Multi-Round Lazy Start Merge
Background
Efficiently merging sorted data partitions at scale is crucial for a variety of training data preparation workloads, especially for Generative Recommenders (GRs) a new paradigm introduced in the paper Actions Speak Louder than Words: Trillion-Parameter Sequential Transducers for Generative Recommendations. A key requirement is to merge training data across partitions—for example, merging hourly partitions into daily ones—while ensuring that all rows sharing the same primary key are stored consecutively. Training data is typically partitioned and bucketed by primary key, with rows sharing the same key stored consecutively, so merging across partitions essentially becomes a multi-way merge problem.
Normally, Apache Spark can be used for this sort-merge requirement — for example, via CLUSTER BY.

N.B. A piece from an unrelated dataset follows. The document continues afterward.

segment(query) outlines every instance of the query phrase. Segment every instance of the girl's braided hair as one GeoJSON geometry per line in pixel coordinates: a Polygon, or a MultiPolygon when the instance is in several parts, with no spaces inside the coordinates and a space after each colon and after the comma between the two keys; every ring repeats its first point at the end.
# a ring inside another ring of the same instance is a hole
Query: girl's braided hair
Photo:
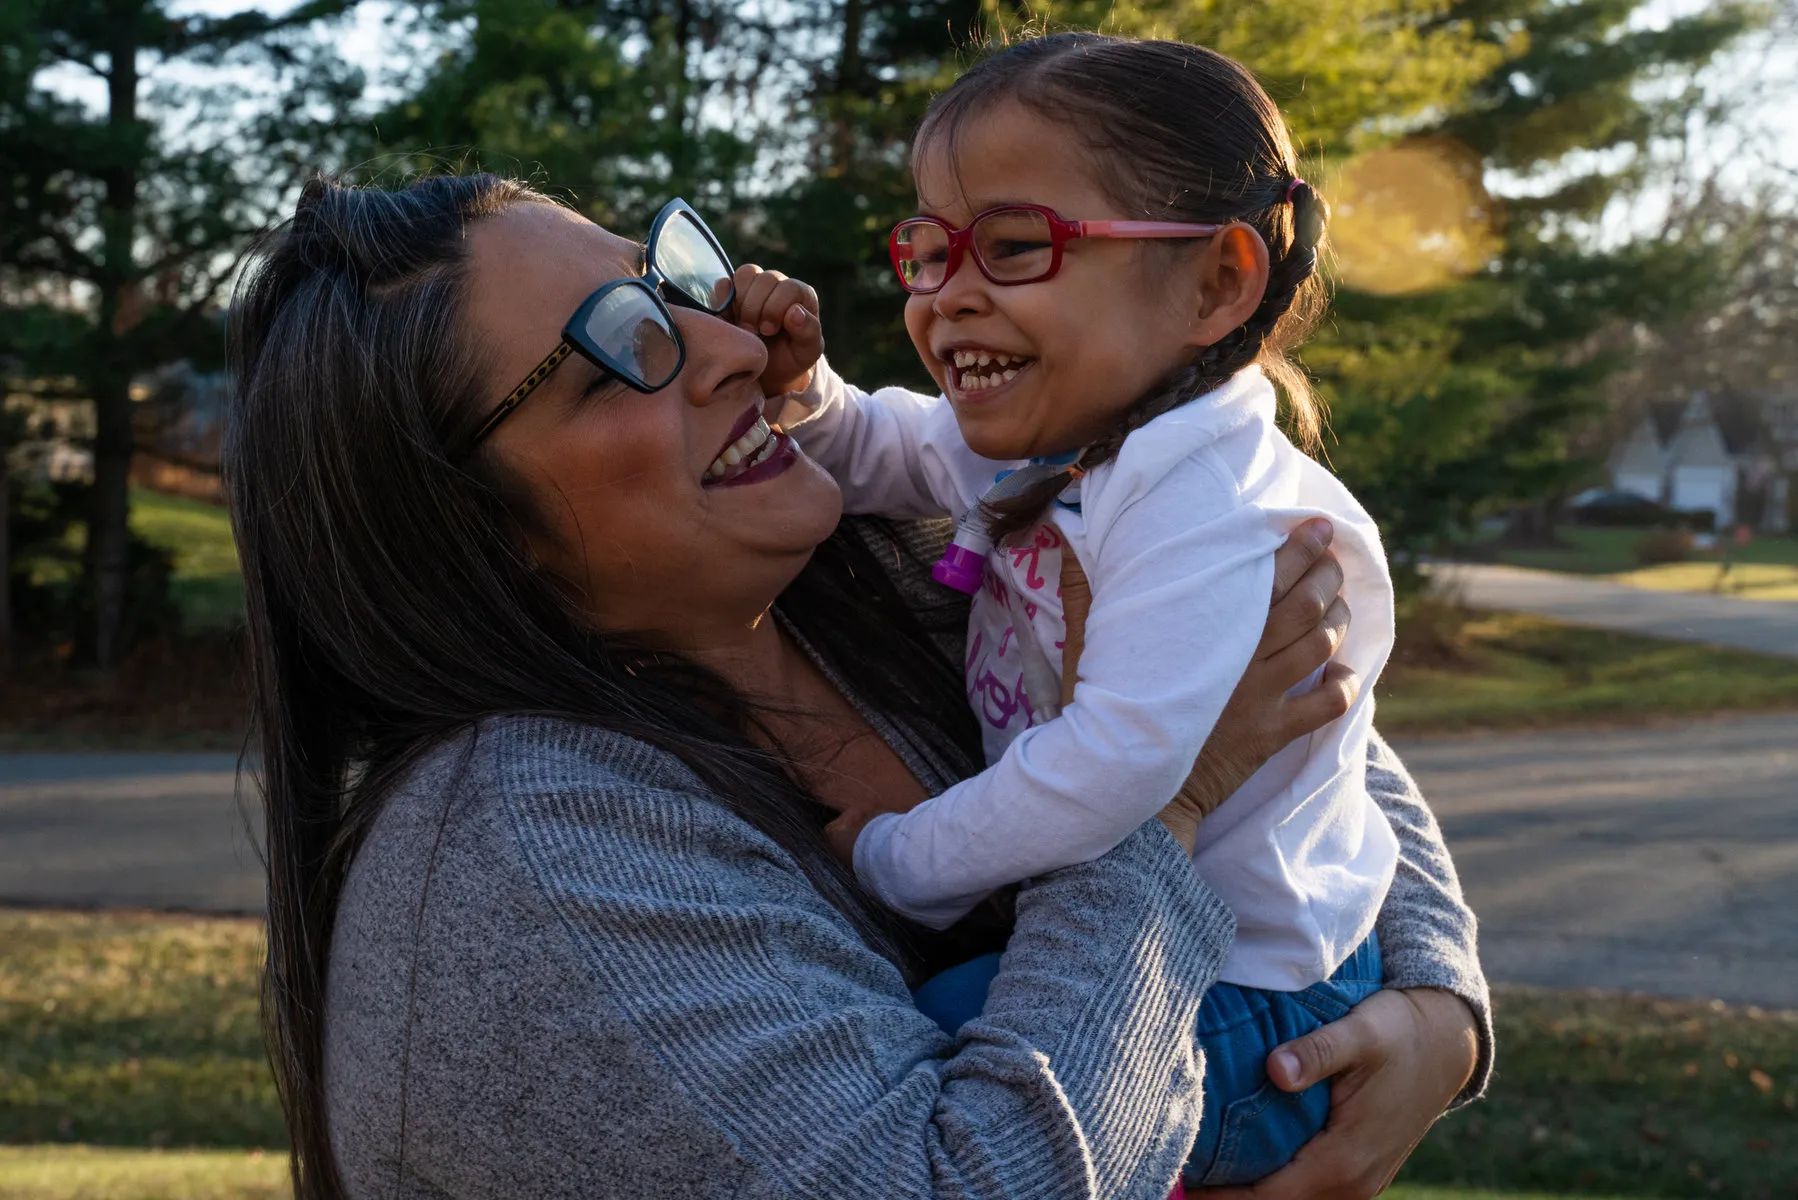
{"type": "MultiPolygon", "coordinates": [[[[1298,178],[1286,123],[1255,77],[1184,42],[1096,33],[1032,38],[986,59],[939,95],[919,127],[914,156],[942,138],[953,153],[966,124],[1005,101],[1084,137],[1099,183],[1132,218],[1242,221],[1267,243],[1267,291],[1254,314],[1131,405],[1086,447],[1076,469],[1111,461],[1133,431],[1251,364],[1285,393],[1294,440],[1315,447],[1322,405],[1289,355],[1326,303],[1317,262],[1329,210],[1298,178]]],[[[1150,251],[1157,252],[1170,253],[1162,243],[1150,251]]],[[[992,534],[1034,524],[1074,474],[1052,476],[991,505],[992,534]]]]}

However, training datasets for a single job can often reach the PB scale, which in turn generates shuffle data at PB scale.

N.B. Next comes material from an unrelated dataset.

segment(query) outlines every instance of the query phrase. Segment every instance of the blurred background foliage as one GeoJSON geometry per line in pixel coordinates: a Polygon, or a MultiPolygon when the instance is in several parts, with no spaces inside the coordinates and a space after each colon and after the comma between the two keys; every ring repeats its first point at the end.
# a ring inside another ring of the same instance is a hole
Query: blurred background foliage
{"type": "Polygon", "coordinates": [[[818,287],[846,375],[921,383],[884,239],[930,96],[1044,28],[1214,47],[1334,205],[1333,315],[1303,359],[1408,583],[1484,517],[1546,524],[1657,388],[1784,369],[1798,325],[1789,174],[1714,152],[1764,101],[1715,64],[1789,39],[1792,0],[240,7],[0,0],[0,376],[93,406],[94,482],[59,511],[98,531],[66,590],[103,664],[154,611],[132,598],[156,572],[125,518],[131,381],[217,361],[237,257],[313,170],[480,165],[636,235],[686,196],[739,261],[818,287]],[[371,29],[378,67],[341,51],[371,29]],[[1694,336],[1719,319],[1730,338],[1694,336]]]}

Although we typically apply bucketing and ordering by key when preparing training data in production,
Spark can eliminate the shuffle when merging training data from multiple hourly partitions.
However, each Spark task can only read the files planned from various partitions within a split
sequentially, placing them into the sorter and spilling as needed. Only after all files have been read
does Spark perform a sort-merge of the spilled files. This process produces a large number of small
spill files, which further degrades efficiency.